Typically, if a nurse takes a break for a meal during a shift, another nurse must monitor that nurses’ patients. So one nurse ends up watching two sets of patients or, quite commonly, nurses on 12-hour shifts aren’t taking breaks, Calzia says.

“Nurses will forego their breaks because they know when they go on break, work doesn't get done,” Calzia says.

Moving away from the “buddy system” will do more than make the job easier for nurses, Calzia says. It’ll provide better care for patients.

“When nurses go on break, the care just doesn't happen,” he says.

Under the new law, “a nurse isn't going to have to double their workload so another nurse can take a break," Calzia says. "It's gonna be a big, big cultural shift for a lot of nurses and I think that is something that needs to be addressed nationwide.”

More legislation

U.S. Sen. Sherrod Brown, D-Ohio, and U.S. Rep. Jan Schakowsky, D-Ill., have introduced federal legislation requiring minimum staffing standards at hospitals. The law would also provide nurses with whistleblower protection for nurses.

“Nurses work long hours doing vital work in our healthcare system, but too often they’re stretched too thin, caring for too many patients with too little support,” Brown said in a statement when he introduced the bill in March.

Hospitals across the nation have lost nurses during the COVID-19 pandemic, and many nurses have said they are overworked and don’t feel they have the backing of their employers. Across the country, nurses have said they are struggling with burnout.

The American Association of Critical-Care Nurses released a report in August 2022 that found only 40% of registered nurses said they were satisfied with being a nurse, down from 62% in 2018. Two out of three nurses (67%) said they intend to leave their position within three years.

A number of nursing unions have gone on strike this year, including nurses in Oregon. While some have pushed for better compensation, some nurses have repeatedly cited better staffing as a top concern. Jill Lashay, a healthcare attorney at Buchanan Ingersoll & Rooney, told Chief Healthcare Executive® in January, “Staffing is as big an issue, if not more, than wages, in many instances.”

In contract disputes, Calzia says staffing is among the two biggest issues for nurses.

“In hospitals, where the majority of our members work, that tends to be the thing that's causing the highest levels of burnout or moral injury, the reason nurses leave the bedside,” Calzia says.

“Hopefully this law does mitigate some of that,” he adds.

Lawmakers in other states have debated bills to improve nurse staffing. In Washington state, Gov. Jay Inslee signed a bill in April that requires hospital committees to set staffing, and enables state regulators to issue corrective action plans that could include fines. A Minnesota bill that would have required hospitals to create staffing committees died in the legislature in May. The Pennsylvania House of Representatives approved a staffing bill in June, but it still has to get through the state Senate.

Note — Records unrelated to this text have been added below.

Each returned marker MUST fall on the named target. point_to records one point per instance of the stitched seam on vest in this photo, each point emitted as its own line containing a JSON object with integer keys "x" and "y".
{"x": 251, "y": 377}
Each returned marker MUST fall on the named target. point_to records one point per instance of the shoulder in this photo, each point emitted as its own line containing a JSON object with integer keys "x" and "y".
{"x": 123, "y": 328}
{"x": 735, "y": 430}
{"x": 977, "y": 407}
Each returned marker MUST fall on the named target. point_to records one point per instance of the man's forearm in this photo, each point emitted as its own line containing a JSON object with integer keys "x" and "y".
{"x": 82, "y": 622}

Kevin Mahoney, CEO of the University of Pennsylvania Health System, has spoken out in favor of minimum nurse staffing levels. In an op-ed for PennLive, Mahoney offered support for the Pennsylvania legislation.

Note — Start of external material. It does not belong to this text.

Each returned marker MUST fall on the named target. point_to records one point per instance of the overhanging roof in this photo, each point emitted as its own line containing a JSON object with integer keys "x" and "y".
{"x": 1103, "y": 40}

“We believe safe staffing standards will help to relieve nurse burnout, improve care for patients and create better work environments to attract and retain dedicated frontline caregivers,” Mahoney wrote.

Calzia encourages nursing organizations in other states to work with lawmakers, and hospital organizations, in crafting legislation to establish staffing levels for nurses. He says it’s time to move past the arguments that staffing solutions don’t require regulation and talk about the reality of the difficulties of nurses at the bedside.

“Healthcare leaders are going to just acknowledge that this is one of the things that needs to happen to start repairing our broken healthcare system,” Calzia says. “And folks who are administrators and stuck to the status quo … they're gonna keep facing the same problems of high turnover, really struggling to meet the needs of their community.”

While he anticipates some health systems may push back against minimum staffing ratios for nurses elsewhere, Calzia says, “Communities are going to support it.”